Perfectionism and Procrastination

So, I’m a perfectionist. I’m also a procrastinator and kind of a slob. My mom always wondered when I was a kid how I could be so organized yet so messy. My teachers throughout my life have always been baffled by the fact that I do my work and turn everything in at the last possible second. I find myself doing it even now– I just sent in a form for grad school past the deadline.
How does this line up with perfectionism?
The answer isn’t complicated– if it can’t be flawless, spotless, spectacular, perfect, it can’t be at all. The mess comes from the fact that it’s too exhausting to keep a room spotless at all times, and even a little mess ruins the perfection– a lot of mess doesn’t ruin it any further, and actually produces less anxiety than a perfectly tidy room with only a couple things out of place. A messy room can be easily categorized as messy and left alone. An almost-perfectly-clean room is categorized as “clean but wrong” and “work to do,” and if the perfectionist doesn’t have the time or energy to get it perfect immediately, it becomes a producer of heavy and constant background anxiety. Mess is simpler. Less painful. Less noise in my head.
The same proves true for paperwork, whether it’s an essay, fiction, or just a form to be submitted. There’s a terror for me that I’ll do it wrong somehow– that the essay will be subpar, that the fiction will be inadequate, that the form will be incorrectly filled out or sent in. Doing it at the last second means that if any of those things turn out to be true, and my head can just chalk it up to having done it under a severe time constraint and that weird anxiety-producing goblin in the back of my brain can’t berate me endlessly for being imperfect.
These are the parts of anxiety that medication and therapy haven’t fixed. I’ve been in therapy on and off since I was thirteen– nearly twelve years– and on anxiety meds for about five or six now. The combination of these things has really worked for me overall– I’ve gone from not attempting my work at all out of terror of failure to attempting it at the last minute, which is progress, I guess. I keep my living spaces a baseline of cluttered but not disgusting and am usually able to convince myself that it’s good enough without panicking and throwing clothes all over the room to “even out the mess.” But it never really goes away 100% for me, no matter how aware of it I am. The anxiety and perfectionism becomes, at times, completely paralyzing. With grad school approaching, that’s kind of terrifying. I feel my little brain-goblin or whatever digging its heels in when it comes to submitting my work and my forms, and I get scared that I don’t have the ability to actually function as an adult in an academic setting.

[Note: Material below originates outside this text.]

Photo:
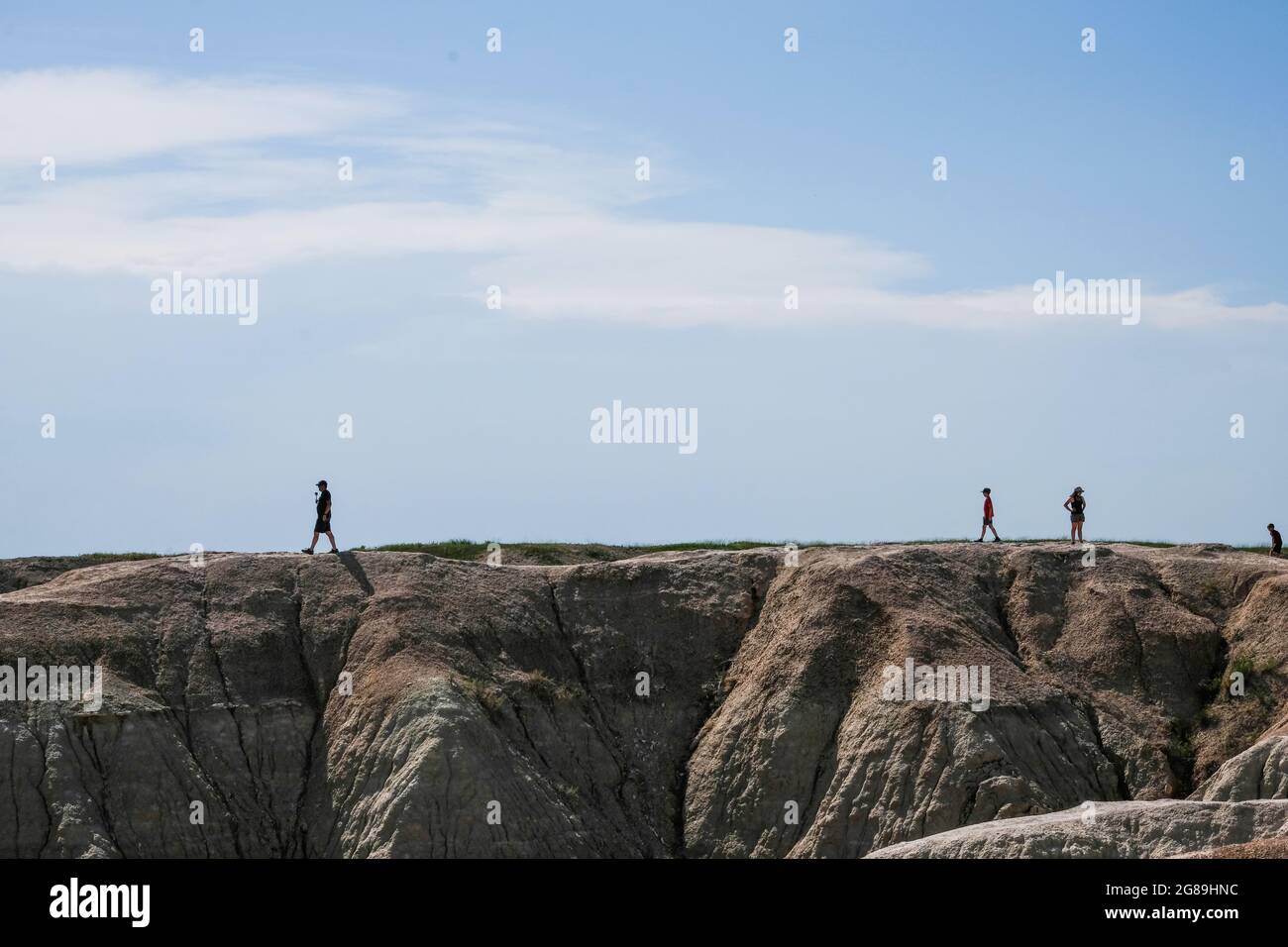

There’s no punchline or, I don’t know, wrapping-things-up closing statement here. I’m a mess and a perfectionist at the same time and I procrastinate like nobody’s business and I’m scared that that’s going to screw up the things I want to do. Comments like, “if you know about it, just stop doing it,” come my way a lot, and anybody with depression or anxiety on a clinical scale knows that that doesn’t help. Tricks with rewards like “you get a cookie if you do it!” don’t help for me; I just eat the cookie anyway, or decide no cookie is worth the panic.

If anyone who has a similar issue feels like giving a suggestion that’s less about beating anxiety via intense mega willpower, I would…really love to hear it, because being an adult with real deadlines is scary as hell in the face of a brain that isn’t always super helpful.